We strive to be Bayesian
We attempt to explicitly clarify our prior guess on an issue, and then update in favor or out of favor based on the strength of our evidence for or against. See an example here. This is called ‘Bayesian reasoning’, and, although not always it adopted, seems to be regarded as best practice for decision making under high uncertainty among those who write about good decision making process.1
We use ‘cluster thinking’
As opposed to relying on one or two strong considerations, we seek to evaluate the question from many angles, weighting each perspective according to its robustness and the importance of the consequences. We think this process provides more robust answers in the context of decision making under high uncertainty than alternatives (such as making a simple quantified model and going with the answer). This style of thinking has been supported by various groups and has several names, including ‘cluster thinking’, ‘model combination and adjustment’, ‘many weak arguments’, and ‘fox style’ thinking.
We seek to make this process transparent by listing the main perspectives we’ve considered on a question. We also make regular use of structured qualitative evaluations, such as our framework.
We seek robustly good paths
Our aim is to make good decisions.

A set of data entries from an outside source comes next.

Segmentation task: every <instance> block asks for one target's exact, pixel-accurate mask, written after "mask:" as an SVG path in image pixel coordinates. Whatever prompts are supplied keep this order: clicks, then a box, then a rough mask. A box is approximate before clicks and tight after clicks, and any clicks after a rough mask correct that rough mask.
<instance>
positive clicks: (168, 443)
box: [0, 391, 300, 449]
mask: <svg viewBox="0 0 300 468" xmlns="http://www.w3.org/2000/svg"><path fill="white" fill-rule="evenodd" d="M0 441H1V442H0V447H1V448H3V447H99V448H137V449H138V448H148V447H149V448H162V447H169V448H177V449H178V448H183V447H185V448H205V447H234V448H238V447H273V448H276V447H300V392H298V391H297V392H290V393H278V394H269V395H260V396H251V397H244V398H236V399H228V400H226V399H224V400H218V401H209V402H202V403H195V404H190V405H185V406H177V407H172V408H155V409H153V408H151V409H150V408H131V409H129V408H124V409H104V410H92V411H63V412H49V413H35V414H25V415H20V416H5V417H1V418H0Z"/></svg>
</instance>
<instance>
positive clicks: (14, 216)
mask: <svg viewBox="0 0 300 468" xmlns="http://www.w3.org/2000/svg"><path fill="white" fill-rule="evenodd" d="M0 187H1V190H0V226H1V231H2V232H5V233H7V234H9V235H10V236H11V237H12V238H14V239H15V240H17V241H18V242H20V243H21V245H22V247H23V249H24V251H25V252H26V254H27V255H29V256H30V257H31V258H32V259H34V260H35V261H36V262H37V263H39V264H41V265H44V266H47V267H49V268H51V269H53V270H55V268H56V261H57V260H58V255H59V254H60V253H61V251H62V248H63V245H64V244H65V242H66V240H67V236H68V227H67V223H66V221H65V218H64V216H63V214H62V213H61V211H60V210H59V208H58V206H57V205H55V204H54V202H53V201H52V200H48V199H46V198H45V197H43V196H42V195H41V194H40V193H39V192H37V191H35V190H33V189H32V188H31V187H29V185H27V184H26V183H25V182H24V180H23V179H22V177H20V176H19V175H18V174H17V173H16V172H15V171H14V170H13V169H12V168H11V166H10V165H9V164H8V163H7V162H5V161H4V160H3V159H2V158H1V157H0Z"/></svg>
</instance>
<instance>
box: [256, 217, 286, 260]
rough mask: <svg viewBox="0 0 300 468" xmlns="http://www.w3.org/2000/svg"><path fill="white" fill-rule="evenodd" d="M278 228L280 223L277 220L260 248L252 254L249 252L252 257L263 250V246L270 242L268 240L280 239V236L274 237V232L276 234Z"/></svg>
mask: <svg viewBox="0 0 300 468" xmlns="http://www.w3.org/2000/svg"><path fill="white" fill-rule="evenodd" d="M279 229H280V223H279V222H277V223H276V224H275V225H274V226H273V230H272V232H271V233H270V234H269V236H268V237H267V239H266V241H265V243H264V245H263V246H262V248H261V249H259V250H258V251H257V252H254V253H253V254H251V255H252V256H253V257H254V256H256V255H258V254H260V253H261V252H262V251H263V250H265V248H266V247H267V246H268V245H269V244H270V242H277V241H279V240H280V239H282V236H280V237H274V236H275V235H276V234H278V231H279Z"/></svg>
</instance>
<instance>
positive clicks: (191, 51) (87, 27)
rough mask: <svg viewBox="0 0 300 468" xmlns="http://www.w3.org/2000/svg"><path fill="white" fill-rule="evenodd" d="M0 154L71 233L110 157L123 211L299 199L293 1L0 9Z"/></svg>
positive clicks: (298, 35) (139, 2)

Since the future is unpredictable and full of unknown unknowns, and we’re uncertain about many things, we seek actions that will turn out to be good under many future scenarios.
Avoiding bias
We’re very aware of the potential for bias in our work, which often relies on difficult judgement calls, and have surveyed the literature on biases in career decisions. To avoid bias, we aim to make our research highly transparent, so that bias is easier to spot. We also aim to state our initial position, so that readers can see the direction in which we’re most likely to be biased, and write about why we might be wrong.
Seeking feedback
We see all of our work as in progress, and seek to improve it by continually seeking feedback.
We seek feedback through several channels:
- All research is vetted within the team.

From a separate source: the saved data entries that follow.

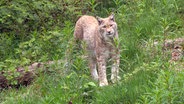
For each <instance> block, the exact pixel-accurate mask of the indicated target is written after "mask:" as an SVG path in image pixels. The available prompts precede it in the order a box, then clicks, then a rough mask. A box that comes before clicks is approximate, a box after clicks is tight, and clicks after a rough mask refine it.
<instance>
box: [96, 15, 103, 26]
mask: <svg viewBox="0 0 184 104" xmlns="http://www.w3.org/2000/svg"><path fill="white" fill-rule="evenodd" d="M96 19H97V21H98V24H99V25H101V24H102V23H103V20H102V18H100V17H98V16H96Z"/></svg>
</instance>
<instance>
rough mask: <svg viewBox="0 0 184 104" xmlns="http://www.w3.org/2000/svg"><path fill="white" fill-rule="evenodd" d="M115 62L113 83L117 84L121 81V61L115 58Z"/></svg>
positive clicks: (111, 78) (113, 59)
mask: <svg viewBox="0 0 184 104" xmlns="http://www.w3.org/2000/svg"><path fill="white" fill-rule="evenodd" d="M113 61H114V62H113V65H112V69H111V81H112V83H115V82H117V81H119V80H120V79H121V77H119V63H120V59H119V57H117V56H115V57H114V59H113Z"/></svg>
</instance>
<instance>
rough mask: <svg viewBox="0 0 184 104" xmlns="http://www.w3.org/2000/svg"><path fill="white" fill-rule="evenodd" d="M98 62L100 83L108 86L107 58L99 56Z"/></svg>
mask: <svg viewBox="0 0 184 104" xmlns="http://www.w3.org/2000/svg"><path fill="white" fill-rule="evenodd" d="M97 63H98V74H99V85H100V86H106V85H108V81H107V76H106V62H105V58H103V57H99V58H97Z"/></svg>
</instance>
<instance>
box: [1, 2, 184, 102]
mask: <svg viewBox="0 0 184 104" xmlns="http://www.w3.org/2000/svg"><path fill="white" fill-rule="evenodd" d="M112 12H114V14H115V20H116V22H117V24H118V33H119V40H118V44H119V46H120V51H121V55H120V57H121V61H120V76H121V80H120V81H119V82H118V83H115V84H112V83H110V85H109V86H105V87H99V85H98V82H95V81H93V80H92V79H91V77H90V72H89V67H88V62H87V59H86V56H85V55H86V52H85V50H83V49H80V48H78V47H77V44H76V43H75V42H74V37H73V32H74V26H75V22H76V21H77V19H78V18H79V17H80V16H81V15H84V14H87V15H92V16H100V17H107V16H108V15H109V14H111V13H112ZM183 37H184V0H1V1H0V72H1V73H2V72H3V75H4V76H6V77H7V79H8V82H9V84H11V85H12V86H11V87H9V88H5V89H2V88H1V89H0V104H183V103H184V70H182V69H184V58H182V59H181V60H180V61H177V62H173V63H171V62H170V59H171V55H170V53H168V52H166V51H164V50H163V44H164V42H165V40H168V39H175V38H183ZM155 42H157V43H158V44H156V45H155ZM183 49H184V46H183ZM183 53H184V52H183ZM183 56H184V55H183ZM57 60H60V63H56V64H52V65H48V66H45V67H44V69H42V70H43V71H41V72H37V73H36V75H35V76H36V77H35V78H34V80H33V81H32V82H31V84H30V85H28V86H24V85H20V86H19V87H18V88H17V87H14V85H16V84H17V83H18V82H17V80H15V78H16V77H18V76H20V74H19V73H17V72H16V68H17V67H18V66H22V67H25V69H26V66H28V65H30V64H32V63H34V62H48V61H57ZM109 67H110V66H109ZM178 70H179V71H178ZM107 75H108V80H109V82H110V69H109V68H107Z"/></svg>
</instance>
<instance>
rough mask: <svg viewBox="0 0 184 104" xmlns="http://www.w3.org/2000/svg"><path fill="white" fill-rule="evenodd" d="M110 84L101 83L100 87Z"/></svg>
mask: <svg viewBox="0 0 184 104" xmlns="http://www.w3.org/2000/svg"><path fill="white" fill-rule="evenodd" d="M107 85H108V83H100V85H99V86H100V87H102V86H107Z"/></svg>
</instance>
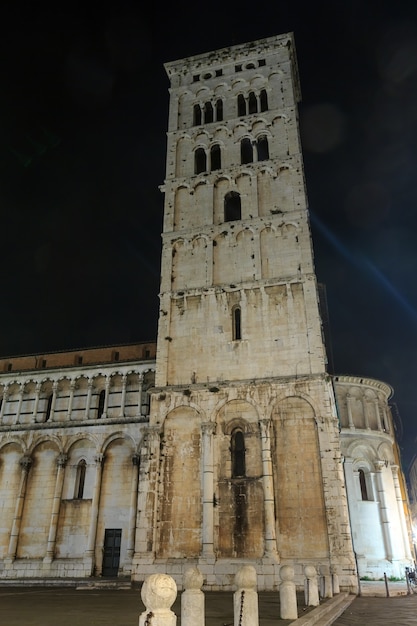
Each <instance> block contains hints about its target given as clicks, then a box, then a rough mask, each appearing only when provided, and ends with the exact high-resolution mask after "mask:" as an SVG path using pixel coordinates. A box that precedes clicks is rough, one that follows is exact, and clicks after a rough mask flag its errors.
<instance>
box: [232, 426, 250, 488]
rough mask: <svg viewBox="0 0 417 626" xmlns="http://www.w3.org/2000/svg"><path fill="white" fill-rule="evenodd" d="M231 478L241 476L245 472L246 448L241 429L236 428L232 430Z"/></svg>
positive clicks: (244, 436)
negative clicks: (231, 466)
mask: <svg viewBox="0 0 417 626" xmlns="http://www.w3.org/2000/svg"><path fill="white" fill-rule="evenodd" d="M231 453H232V478H243V477H244V476H245V474H246V458H245V456H246V449H245V436H244V434H243V431H242V430H240V429H236V430H234V431H233V432H232V442H231Z"/></svg>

- For major research, we’ll send it to external researchers and people with experience in the area for comments.
- We aim to publish all of our substantial research publicly on our blog.
- Blog posts are rated by a group of external raters.

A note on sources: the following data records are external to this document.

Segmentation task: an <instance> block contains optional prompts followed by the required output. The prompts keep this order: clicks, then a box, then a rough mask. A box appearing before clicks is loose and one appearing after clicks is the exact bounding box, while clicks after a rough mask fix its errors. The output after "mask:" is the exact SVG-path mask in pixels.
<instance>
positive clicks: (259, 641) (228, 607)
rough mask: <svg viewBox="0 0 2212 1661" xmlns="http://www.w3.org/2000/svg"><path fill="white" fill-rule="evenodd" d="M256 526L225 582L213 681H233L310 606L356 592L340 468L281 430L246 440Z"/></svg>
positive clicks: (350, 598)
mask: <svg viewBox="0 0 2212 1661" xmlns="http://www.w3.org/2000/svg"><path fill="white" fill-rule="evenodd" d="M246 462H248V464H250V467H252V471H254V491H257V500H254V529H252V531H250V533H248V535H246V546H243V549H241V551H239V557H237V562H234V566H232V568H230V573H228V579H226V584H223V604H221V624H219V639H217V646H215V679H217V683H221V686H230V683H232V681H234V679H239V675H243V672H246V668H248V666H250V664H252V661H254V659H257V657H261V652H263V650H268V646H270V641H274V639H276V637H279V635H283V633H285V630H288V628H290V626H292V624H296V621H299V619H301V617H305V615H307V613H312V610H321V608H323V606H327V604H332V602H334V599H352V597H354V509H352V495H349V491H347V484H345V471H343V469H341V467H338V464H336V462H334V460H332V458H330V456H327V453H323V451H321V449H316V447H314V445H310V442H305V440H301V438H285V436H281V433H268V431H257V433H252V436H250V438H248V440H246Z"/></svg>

In the future, we intend to carry out internal and external research evaluations.
We aim to make our substantial pieces of research easy to critique by:
- Clearly explaining our reasoning and evidence. If you see a claim that isn’t backed up by a link or citation, you can assume there’s no further justification.
- Flagging judgement calls.
- Giving an overview of our research process.
- Stating our key uncertainties.
- For instance, Nate Silver writes in Chapter 8 from The Signal in the Noise:
We may be undergoing a paradigm shift in the statistical methods that scientists are using. The critique I have made here about the flaws of Fisher’s statistical approach is neither novel nor radical: prominent scholars in fields ranging from clinical psychology to political science to ecology have made similar arguments for years. But so far there there has been little fundamental change. Recently, however, some well-respected statisticians have begin to argue that frequentist statistics should no longer be taught to undergraduates. And some professions have considering banning Fisher’s hypothesis test from their journals. In fact, if you read what’s been written in the past ten years, it’s hard to find anything that doesn’t advocate a Bayesian approach.
He cites: Jacob Cohen, “The Earth is Round (p>0.05), American Psychologist, 49, 12, (December 1994); Jeff Fill, “The Insignificance of the Null Hypothesis Significance Testing,” Political Research Quarterly, 52, 3, (September 1999); Anderson, Burnham & Thompson, “Null Hypothesis Testing: Problems, Prevalence, and an Alternative,” Journal of Wildlife Management, 64, 4, (2000); William Briggs, “It’s time to Stop Teaching Frequentism to Non-Statisticians”, arXiv.org, (January 13, 2012); David Krantz, “The Null Hypothesis Testing Controversy in Psychology,” Journal of the American Statistical Association, 44, no 488 (December 1999).